Karin Kneissl made the comments in an interview with Austrian radio ORF broadcast on August 25, a week after her wedding at which Putin made a high-profile and controversial appearance.
Video footage showed Kneissl dancing with Putin at the wedding celebration and delivering a deep curtsy at the end.
"This was portrayed in commentaries as an act of submission, of prostration. And anyone who knows me knows that I submit to no one," Kneissl said in the ORF interview, adding that the curtsy came after Putin had bowed to her.
Kneissl, an independent, was picked for the foreign minister job by the far-right Freedom Party (FPOe), a coalition partner in Austria's government.
The FPOe, which has advocated lifting European Union sanctions against Moscow, has ties with Russia's ruling United Russia party.
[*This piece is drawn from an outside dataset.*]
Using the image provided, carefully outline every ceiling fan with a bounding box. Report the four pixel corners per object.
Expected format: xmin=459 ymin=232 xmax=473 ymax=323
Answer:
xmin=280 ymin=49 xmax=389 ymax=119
The European Union, the United States, and other countries imposed sanctions against Russia over its 2014 annexation of Ukraine's Crimean Peninsula and its support for separatists in eastern Ukraine who are fighting government forces.
Austria was one of the few EU member states not to expel Russian diplomats following the poisoning of a former Russian double agent and his daughter in Britain in March.